This is a live mirror of the Perl 5 development currently hosted at https://github.com/perl/perl5
PATCH: [perl #131642] pack returning malformed UTF-8
authorKarl Williamson <khw@cpan.org>
Mon, 2 Jul 2018 04:39:47 +0000 (22:39 -0600)
committerKarl Williamson <khw@cpan.org>
Fri, 8 Mar 2019 19:41:03 +0000 (12:41 -0700)
This patch causes pack to die rather than return malformed UTF-8.  This
protects the rest of the core from unexpectedly getting malformed
inputs.

pp_pack.c
t/lib/warnings/utf8
t/op/pack.t

index 5f1a599..726f743 100644 (file)
--- a/pp_pack.c
+++ b/pp_pack.c
@@ -3149,6 +3149,21 @@ PP(pp_pack)
 
     packlist(cat, pat, patend, MARK, SP + 1);
 
+    if (SvUTF8(cat)) {
+        STRLEN result_len;
+        const char * result = SvPV_nomg(cat, result_len);
+        const U8 * error_pos;
+
+        if (! is_utf8_string_loc((U8 *) result, result_len, &error_pos)) {
+            _force_out_malformed_utf8_message(error_pos,
+                                              (U8 *) result + result_len,
+                                              0, /* no flags */
+                                              1 /* Die */
+                                            );
+            NOT_REACHED; /* NOTREACHED */
+        }
+    }
+
     SvSETMAGIC(cat);
     SP = ORIGMARK;
     PUSHs(cat);
index a9a6388..49fa4e4 100644 (file)
@@ -782,4 +782,5 @@ use warnings 'utf8';
 for(uc 0..t){0~~pack"UXc",exp}
 EXPECT
 OPTIONS regex
-Malformed UTF-8 character: \\x([[:xdigit:]]{2})\\x([[:xdigit:]]{2}) \(unexpected non-continuation byte 0x\2, immediately after start byte 0x\1; need 2 bytes, got 1\)  in smart match at - line 9.
+Malformed UTF-8 character: \\x([[:xdigit:]]{2})\\x([[:xdigit:]]{2}) \(unexpected non-continuation byte 0x\2, immediately after start byte 0x\1; need 2 bytes, got 1\) in pack at - line 9.

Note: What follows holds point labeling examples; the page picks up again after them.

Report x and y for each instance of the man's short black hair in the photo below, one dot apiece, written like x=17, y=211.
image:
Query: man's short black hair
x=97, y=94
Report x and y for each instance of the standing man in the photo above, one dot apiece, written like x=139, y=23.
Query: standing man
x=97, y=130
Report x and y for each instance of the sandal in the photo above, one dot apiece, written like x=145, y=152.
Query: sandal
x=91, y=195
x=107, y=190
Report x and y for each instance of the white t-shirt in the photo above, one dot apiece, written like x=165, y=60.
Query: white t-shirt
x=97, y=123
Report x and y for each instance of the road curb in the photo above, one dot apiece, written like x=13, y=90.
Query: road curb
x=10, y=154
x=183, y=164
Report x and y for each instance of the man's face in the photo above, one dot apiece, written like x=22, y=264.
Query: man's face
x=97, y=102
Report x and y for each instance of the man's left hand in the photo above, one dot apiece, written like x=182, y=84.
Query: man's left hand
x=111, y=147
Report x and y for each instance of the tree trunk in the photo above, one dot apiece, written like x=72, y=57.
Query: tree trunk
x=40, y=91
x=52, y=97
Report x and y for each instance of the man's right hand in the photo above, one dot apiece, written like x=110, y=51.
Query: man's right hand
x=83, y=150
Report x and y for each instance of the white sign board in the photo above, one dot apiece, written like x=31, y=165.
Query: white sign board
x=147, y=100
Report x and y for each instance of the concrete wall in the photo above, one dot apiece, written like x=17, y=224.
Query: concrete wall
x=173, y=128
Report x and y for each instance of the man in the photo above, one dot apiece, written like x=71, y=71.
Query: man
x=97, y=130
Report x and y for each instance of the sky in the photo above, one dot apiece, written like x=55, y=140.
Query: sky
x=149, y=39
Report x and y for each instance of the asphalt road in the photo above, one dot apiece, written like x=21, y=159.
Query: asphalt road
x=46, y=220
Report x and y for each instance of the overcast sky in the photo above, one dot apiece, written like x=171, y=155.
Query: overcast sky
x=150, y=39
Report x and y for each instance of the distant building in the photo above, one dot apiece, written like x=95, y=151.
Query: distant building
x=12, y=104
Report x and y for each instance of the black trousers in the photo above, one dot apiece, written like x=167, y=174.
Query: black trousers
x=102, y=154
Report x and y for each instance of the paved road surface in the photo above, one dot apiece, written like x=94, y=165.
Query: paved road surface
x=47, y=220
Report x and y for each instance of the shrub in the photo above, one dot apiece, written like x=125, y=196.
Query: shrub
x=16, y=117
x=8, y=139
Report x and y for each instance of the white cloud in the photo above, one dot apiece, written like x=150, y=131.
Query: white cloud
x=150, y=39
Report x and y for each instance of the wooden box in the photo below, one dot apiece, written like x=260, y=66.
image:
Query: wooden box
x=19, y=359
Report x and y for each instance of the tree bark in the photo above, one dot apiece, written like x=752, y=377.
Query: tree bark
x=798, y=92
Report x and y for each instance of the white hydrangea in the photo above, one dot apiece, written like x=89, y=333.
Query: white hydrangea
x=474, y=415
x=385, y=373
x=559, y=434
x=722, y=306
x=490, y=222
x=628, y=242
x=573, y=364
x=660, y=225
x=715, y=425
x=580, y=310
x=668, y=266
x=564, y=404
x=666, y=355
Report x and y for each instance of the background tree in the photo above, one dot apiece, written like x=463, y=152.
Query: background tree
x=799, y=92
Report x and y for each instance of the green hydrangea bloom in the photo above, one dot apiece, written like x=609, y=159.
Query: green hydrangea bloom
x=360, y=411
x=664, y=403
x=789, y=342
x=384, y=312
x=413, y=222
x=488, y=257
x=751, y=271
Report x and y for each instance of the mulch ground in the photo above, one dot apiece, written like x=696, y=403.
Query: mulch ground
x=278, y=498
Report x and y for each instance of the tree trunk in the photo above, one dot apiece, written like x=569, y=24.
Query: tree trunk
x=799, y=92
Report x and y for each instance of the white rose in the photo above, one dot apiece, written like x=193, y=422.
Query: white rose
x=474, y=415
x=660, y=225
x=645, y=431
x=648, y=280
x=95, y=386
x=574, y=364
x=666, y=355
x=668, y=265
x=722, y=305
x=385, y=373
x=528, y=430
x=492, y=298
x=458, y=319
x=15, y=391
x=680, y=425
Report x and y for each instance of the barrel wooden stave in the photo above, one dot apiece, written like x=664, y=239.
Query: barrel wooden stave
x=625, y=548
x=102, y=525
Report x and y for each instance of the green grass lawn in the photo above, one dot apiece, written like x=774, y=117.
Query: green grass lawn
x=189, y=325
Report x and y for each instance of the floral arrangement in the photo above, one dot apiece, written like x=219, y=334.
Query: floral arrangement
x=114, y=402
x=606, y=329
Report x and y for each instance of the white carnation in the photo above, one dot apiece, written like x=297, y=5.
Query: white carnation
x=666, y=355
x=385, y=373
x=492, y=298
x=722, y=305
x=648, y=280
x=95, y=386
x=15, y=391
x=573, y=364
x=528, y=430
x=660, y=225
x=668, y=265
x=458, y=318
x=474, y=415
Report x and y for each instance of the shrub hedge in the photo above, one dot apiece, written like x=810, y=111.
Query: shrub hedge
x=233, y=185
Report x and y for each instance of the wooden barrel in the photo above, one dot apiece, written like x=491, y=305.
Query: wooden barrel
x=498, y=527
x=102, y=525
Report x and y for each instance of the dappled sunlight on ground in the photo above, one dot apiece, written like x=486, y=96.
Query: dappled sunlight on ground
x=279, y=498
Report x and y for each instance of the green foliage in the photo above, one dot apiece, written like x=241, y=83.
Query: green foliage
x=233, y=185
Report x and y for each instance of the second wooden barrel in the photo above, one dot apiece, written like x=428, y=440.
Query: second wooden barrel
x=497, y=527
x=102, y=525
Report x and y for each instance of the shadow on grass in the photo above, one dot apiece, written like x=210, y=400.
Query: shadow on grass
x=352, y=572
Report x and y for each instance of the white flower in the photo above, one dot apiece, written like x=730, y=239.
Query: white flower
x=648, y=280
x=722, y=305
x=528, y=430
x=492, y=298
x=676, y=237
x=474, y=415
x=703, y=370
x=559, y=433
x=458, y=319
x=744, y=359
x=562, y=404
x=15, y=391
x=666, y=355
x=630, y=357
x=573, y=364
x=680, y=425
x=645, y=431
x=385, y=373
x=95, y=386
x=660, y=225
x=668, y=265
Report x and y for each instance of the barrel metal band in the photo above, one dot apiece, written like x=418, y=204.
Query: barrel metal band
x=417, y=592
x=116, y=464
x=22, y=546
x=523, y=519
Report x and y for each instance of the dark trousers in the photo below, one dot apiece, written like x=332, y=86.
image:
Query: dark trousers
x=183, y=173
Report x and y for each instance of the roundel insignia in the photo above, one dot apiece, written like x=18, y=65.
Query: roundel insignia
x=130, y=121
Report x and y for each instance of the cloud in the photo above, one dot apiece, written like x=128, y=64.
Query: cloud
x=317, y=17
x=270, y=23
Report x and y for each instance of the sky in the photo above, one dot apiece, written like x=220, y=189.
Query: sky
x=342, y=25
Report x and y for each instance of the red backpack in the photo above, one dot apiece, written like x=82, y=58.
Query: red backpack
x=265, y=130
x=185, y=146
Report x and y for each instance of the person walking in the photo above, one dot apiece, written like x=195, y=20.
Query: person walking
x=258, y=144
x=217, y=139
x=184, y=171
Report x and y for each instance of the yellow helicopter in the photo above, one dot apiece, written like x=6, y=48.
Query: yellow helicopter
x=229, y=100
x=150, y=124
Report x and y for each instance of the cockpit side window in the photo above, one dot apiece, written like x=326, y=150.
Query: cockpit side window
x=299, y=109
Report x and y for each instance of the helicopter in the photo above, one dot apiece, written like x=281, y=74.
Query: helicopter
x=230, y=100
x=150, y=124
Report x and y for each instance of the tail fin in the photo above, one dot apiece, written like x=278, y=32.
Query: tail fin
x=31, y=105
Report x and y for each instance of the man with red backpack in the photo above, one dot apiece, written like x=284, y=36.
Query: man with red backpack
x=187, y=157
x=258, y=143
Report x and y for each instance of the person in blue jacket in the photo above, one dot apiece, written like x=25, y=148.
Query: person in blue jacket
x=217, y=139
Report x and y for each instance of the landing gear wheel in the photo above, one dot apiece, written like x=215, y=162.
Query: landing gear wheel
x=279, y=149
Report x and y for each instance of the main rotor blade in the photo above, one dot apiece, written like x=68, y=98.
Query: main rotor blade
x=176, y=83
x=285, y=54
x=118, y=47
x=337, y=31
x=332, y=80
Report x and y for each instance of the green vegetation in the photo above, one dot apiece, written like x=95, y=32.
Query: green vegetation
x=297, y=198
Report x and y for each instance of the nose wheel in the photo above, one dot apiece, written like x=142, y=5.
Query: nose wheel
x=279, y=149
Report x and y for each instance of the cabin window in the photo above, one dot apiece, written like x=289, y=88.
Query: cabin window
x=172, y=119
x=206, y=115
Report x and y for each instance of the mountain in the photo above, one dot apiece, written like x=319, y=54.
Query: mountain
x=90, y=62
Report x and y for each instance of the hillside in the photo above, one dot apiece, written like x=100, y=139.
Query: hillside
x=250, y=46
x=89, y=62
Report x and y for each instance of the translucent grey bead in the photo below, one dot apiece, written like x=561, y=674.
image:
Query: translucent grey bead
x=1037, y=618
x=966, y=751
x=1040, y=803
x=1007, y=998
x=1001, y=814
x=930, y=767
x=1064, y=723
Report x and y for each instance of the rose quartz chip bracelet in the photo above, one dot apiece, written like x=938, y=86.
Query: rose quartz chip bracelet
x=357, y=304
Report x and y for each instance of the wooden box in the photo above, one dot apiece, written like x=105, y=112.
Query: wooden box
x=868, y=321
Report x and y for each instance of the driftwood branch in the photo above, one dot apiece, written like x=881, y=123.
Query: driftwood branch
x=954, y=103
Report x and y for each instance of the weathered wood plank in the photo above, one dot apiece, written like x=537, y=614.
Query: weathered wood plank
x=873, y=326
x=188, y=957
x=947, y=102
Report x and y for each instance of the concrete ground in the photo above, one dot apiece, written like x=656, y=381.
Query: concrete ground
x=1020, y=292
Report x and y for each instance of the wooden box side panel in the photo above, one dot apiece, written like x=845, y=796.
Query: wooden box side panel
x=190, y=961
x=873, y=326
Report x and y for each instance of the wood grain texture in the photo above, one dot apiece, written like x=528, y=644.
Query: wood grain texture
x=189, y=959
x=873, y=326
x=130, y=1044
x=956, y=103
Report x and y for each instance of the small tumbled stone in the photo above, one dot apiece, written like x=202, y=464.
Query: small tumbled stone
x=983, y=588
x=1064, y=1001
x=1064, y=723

+Malformed UTF-8 character \(fatal\) at - line 9.
index bb9f865..4543cde 100644 (file)
@@ -955,15 +955,11 @@ is("@{[unpack('U*', pack('U*', 100, 200))]}", "100 200");
     is("@{[pack('C0U*', map { utf8::native_to_unicode($_) } 64, 202)]}",
        pack("C*", 64, @bytes202));
 
-    # does unpack U0U on byte data warn?
-    {
-       use warnings qw(NONFATAL all);;
-
-        my $bad = pack("U0C", 202);
-        local $SIG{__WARN__} = sub { $@ = "@_" };
-        my @null = unpack('U0U', $bad);
-        like($@, qr/^Malformed UTF-8 character: /);
-    }
+    # does unpack U0U on byte data fail?
+    fresh_perl_like('my $bad = pack("U0C", 202); my @null = unpack("U0U", $bad);',
+                    qr/^Malformed UTF-8 character: /,
+                    {},
+                    "pack doesn't return malformed UTF-8");
 }
 
 {